For the team, the current rate is considered highly competitive as the first proof of concept. The goal now is to enhance the system’s performance while maintaining technical and economic viability.
The Role Of Liquid Gallium In The Circular Process
At the core of the technology is gallium, a low-melting metal that requires less energy to transition from solid to liquid state. The team has been exploring the chemical and technical limits of liquid metals for years.
The ability of gallium particles to absorb light was crucial for the development of the method. The particles are suspended in seawater or freshwater and activated under solar or artificial light.
Gallium reacts with water, transforming into gallium oxyhydroxide while releasing clean hydrogen. After hydrogen extraction, the oxyhydroxide can be reduced back to gallium and reused in the process.
This cycle characterizes the system as a circular chemical process. The reuse of gallium reduces material losses and reinforces the proposal for continuous production of clean hydrogen.
Surface Reaction And Properties Of The Metal
Liquid gallium has specific properties that favor the reaction. At room temperature, it appears solid, but when heated to body temperature, it turns into liquid metal puddles.
According to Campos, the surface of liquid gallium is chemically “non-stick,” making it difficult for most materials to adhere under normal conditions. However, when exposed to light in an aqueous medium, a surface reaction occurs.
In this condition, gallium oxidizes and gradually corrodes, forming pure hydrogen and gallium oxyhydroxide on the surface. This phenomenon allows the extraction of clean hydrogen at rates considered high by the team.
Kalantar-Zadeh stated that gallium had not been explored before as a means of producing hydrogen at high rates when in contact with water. According to him, it was a simple observation that had been overlooked.

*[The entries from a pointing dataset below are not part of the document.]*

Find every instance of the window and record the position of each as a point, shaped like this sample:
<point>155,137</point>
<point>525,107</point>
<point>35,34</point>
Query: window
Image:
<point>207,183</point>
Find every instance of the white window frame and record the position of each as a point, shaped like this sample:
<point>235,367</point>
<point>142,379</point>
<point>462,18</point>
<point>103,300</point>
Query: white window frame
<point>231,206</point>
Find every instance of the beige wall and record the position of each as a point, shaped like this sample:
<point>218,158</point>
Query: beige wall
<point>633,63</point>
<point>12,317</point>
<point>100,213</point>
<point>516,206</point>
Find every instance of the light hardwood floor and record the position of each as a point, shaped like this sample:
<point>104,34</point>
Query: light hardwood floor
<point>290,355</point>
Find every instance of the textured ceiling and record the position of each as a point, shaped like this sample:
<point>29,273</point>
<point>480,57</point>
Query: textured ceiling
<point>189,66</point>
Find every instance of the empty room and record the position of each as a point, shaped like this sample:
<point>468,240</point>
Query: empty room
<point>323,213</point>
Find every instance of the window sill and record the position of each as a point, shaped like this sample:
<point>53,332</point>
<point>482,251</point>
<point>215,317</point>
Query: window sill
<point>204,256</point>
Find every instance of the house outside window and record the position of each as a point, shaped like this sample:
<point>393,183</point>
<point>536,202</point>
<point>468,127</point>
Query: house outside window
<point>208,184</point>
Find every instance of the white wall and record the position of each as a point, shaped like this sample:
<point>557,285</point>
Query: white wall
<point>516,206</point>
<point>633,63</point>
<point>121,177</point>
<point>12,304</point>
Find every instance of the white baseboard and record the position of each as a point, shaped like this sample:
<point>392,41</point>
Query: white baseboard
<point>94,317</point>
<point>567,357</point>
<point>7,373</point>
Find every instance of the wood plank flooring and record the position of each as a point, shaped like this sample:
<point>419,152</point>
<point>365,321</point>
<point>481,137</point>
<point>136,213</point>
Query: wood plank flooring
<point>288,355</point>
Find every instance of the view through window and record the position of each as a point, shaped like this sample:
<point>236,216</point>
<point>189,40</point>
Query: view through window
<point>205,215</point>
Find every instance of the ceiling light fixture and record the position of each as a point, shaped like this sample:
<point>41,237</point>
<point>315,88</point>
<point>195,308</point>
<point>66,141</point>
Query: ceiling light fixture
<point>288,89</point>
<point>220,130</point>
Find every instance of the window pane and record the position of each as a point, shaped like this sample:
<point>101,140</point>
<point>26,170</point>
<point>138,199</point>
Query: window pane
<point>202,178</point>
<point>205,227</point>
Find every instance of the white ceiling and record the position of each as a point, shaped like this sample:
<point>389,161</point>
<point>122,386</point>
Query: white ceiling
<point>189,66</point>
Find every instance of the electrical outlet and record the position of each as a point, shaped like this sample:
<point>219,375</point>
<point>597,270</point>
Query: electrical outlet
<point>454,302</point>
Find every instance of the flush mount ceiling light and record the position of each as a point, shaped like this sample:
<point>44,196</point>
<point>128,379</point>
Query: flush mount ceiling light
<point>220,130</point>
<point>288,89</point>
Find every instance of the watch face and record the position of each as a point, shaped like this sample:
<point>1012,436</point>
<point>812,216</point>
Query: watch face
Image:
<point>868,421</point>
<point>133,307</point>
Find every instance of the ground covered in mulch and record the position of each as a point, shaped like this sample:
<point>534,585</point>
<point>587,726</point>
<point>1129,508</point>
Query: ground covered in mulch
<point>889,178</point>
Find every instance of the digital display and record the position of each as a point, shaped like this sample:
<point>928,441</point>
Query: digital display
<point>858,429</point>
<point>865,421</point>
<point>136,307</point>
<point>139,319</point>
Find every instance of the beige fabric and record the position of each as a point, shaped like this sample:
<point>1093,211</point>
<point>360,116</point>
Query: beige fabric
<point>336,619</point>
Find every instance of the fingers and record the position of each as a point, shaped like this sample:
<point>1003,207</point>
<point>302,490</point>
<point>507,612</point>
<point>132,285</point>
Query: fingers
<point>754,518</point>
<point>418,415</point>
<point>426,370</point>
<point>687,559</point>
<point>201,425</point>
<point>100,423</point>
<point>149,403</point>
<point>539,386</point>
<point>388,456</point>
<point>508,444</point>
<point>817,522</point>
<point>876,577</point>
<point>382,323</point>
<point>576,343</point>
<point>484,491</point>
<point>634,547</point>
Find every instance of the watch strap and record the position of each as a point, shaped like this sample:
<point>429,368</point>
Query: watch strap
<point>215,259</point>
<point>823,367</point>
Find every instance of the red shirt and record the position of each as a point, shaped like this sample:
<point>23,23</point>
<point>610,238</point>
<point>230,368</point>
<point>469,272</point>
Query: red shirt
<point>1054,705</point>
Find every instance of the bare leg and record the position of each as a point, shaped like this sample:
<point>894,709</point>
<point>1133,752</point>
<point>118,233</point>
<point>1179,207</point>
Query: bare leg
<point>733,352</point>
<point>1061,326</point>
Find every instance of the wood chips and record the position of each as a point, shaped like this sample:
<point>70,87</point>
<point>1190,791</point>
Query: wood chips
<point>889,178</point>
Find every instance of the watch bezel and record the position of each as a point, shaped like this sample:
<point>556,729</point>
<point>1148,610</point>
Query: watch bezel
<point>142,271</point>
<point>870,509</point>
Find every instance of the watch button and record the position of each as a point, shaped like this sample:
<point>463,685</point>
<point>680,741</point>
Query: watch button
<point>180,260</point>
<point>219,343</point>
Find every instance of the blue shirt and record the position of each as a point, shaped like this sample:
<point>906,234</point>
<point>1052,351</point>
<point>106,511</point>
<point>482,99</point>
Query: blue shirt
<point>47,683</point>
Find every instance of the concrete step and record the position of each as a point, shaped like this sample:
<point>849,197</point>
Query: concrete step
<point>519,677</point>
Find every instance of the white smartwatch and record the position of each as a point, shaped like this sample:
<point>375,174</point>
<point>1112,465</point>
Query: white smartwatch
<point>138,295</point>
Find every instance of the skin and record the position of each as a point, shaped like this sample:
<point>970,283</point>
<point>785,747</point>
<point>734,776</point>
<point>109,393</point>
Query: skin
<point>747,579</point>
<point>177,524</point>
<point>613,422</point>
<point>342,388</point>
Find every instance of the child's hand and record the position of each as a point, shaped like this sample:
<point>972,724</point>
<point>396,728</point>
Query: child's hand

Global Interest In Green Hydrogen
Hydrogen is regarded by industries and scientists as a relevant candidate for a sustainable energy source. Its use can help reduce greenhouse gas emissions.
So-called green hydrogen is produced from renewable sources. When burned, hydrogen does not produce pollutants, only water, while maintaining the capacity to generate high levels of energy.
Previous efforts focused on water photolysis, a process that separates hydrogen and oxygen atoms using electrolysis, photocatalysis, or plasma. These methods face multiple technical and economic obstacles.
Among the limitations are the need for purified water, high costs, or low hydrogen yields. The new method using liquid gallium avoids some of these barriers by allowing the use of seawater.
Next Steps And Expansion Of The Technology
According to Kalantar-Zadeh, there is a global need to commercialize highly efficient methods for producing green hydrogen. He stated that the developed process is efficient and easy to scale up.
The team is working to increase efficiency beyond the current 12.9%. The next goal is to build a mid-scale reactor to extract clean hydrogen in larger volumes.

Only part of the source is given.